敬業(徐敬業)その策に従わんと欲し(魏思温の策をとらないと思ったが)、薛璋(薛仲章、徐敬業の将)また説いて曰く、「金陵の地に、王の氣已注15※氣已=内なる気・こころ、語出《論衡・寒溫》《黄帝内経》《三国志・魏書・華佗伝》など)を見る、宜に(ギに、ほどよく)早くこれに応じ、兼て大江(大きい河川)に険を設ける有り、以て自らを固くす可きに足る(守備を固めるに足る)。且つ常・潤らの州を攻め取るを請う、以て王覇の業を為し、然る後に兵を率い北上し、鼓行注16※鼓行=太鼓を鳴らして進軍、語出《周礼・大司馬》《史記・淮陰侯列伝》して前にす、此れすなわち退きて帰る所有り、進みて利にせざる無し、実に良き策なり。」

敬業(徐敬業)以て然るを為す(薛璋の言うようにした)、すなわち自ら兵四千人を率い、南に渡り以て潤州(地名)を撃つ。

思恭(魏思恭・魏思温)密かに杜求仁(徐敬業の将)に謂いて曰く、「兵勢宜く合す(まとまれば強い)、分く可からず(分けることなかれ)。いま敬業(徐敬業)と力を并せ淮(地名)に渡るを知らず、山東(地方名)の衆(大軍)を率い以て洛陽(都市、地名)に合えば、必ずや能く事を成すこと無し。」果して敗る(李敬業サイドの勝利)。

※何氏の注の補足

前半は《晋書》《資治通鑑》あたりから引いた戦史、後半は《新唐書》《資治通鑑》あたりから引いた戦史です。

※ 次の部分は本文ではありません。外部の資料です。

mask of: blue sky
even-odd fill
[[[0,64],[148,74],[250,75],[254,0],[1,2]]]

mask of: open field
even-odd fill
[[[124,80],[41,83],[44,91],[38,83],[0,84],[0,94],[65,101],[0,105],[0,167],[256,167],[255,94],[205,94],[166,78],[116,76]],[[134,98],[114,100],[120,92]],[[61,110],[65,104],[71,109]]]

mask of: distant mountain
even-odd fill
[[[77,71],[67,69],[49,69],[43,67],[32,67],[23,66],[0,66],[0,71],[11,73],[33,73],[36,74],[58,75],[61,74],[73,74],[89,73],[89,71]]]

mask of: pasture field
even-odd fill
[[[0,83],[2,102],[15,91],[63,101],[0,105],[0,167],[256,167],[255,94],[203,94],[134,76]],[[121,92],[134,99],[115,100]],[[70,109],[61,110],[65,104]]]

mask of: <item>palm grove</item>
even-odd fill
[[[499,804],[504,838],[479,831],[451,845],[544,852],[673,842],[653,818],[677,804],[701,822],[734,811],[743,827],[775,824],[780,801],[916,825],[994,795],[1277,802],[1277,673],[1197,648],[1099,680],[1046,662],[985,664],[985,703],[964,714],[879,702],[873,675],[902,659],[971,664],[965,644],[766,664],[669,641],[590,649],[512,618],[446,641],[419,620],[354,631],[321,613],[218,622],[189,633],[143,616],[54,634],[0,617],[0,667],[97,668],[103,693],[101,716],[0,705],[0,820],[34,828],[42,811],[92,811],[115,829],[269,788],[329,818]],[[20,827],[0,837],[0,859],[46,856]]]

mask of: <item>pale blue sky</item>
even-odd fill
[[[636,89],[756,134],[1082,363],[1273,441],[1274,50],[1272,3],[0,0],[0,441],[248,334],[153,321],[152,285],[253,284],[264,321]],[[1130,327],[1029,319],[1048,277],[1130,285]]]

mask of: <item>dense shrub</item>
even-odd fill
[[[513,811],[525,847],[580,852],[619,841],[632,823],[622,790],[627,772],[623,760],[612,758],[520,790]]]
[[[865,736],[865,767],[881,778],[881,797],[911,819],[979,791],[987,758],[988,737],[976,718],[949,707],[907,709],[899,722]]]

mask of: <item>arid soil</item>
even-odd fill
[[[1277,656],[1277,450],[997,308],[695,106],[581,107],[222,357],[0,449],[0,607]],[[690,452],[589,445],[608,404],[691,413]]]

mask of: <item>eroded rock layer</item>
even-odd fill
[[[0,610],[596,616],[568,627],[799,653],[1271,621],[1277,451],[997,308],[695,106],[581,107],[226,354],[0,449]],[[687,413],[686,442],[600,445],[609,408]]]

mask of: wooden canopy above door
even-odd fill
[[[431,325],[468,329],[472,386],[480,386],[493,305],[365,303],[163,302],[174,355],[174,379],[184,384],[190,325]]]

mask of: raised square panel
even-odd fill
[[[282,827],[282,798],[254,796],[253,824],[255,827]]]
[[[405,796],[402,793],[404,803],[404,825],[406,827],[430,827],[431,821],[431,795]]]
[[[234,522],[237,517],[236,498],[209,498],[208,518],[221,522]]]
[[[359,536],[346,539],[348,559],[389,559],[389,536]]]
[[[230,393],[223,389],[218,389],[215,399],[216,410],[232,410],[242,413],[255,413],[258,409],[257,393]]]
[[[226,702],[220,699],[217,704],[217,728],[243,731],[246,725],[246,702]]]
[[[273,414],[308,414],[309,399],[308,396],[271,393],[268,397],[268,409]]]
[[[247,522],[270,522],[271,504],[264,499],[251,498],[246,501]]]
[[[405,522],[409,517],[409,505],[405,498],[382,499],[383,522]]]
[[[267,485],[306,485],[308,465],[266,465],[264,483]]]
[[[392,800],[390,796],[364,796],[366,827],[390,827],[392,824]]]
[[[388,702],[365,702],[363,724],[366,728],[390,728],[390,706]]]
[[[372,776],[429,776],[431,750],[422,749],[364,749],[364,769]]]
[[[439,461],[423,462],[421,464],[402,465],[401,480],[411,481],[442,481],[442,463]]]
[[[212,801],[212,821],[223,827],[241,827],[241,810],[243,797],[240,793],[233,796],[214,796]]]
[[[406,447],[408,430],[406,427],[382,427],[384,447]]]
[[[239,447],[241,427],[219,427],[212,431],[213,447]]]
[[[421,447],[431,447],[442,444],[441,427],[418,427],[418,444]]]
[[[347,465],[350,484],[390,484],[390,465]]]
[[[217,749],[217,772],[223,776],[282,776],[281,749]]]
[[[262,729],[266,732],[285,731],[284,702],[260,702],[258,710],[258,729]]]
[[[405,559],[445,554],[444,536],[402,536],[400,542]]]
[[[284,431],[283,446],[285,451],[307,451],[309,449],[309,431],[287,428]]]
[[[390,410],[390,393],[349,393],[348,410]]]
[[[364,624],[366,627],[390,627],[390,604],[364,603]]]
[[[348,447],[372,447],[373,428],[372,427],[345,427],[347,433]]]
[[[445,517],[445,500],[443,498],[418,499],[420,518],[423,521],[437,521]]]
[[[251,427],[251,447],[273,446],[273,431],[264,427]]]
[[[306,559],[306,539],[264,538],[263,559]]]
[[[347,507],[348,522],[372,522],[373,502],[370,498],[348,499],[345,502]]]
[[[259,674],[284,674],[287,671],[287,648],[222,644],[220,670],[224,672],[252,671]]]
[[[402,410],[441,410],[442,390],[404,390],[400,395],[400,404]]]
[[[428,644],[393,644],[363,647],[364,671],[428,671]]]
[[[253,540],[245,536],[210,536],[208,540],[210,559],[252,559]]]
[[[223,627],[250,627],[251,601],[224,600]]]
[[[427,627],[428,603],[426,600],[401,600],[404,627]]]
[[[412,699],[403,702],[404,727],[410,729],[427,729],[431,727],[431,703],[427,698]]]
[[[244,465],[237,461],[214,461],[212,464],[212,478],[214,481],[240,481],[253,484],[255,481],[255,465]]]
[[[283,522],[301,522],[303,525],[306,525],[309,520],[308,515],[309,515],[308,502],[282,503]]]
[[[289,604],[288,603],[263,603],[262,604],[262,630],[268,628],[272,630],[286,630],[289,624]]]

前半、前秦を追い落とした後秦の姚萇(ようちょう)と前秦の残党を率いる符登(ふとう)の戦史で、敗北を経て勝利したエピソード。後半、李敬業(りけいぎょう)と仲間達の活躍。

これら戦史エピソードを引いて拙速と巧久を説明した注釈です。

※張預曰、但能取勝、則寧拙速、而無巧久。若司馬宣王伐上庸、以一月圖一年、不計死傷、與糧競者、斯可謂欲拙速也。

張預曰く、ただよく勝ちを取らば、すなわち寧ろ拙速をして、巧久無し。司馬宣王(三国・魏の司馬懿)の上庸(地名)を伐つがごとく、一月を以て一年を図り(はかり)、死傷を計らず、糧を与え競わすは、これ拙速を欲すというべきなり。

※張預の注の補足

魏の司馬懿は反乱を画策する上庸の孟達を攻めるに、通常の行程では一月かかる道を、八日で駆け抜け撃破したエピソードに絡めた注釈です。

司馬懿のようなスピードで、計画を繰り上げ、多少の危険は考えず、報酬を与えて部下の士気を補う。このようなことは拙速だと言える。と解釈できます。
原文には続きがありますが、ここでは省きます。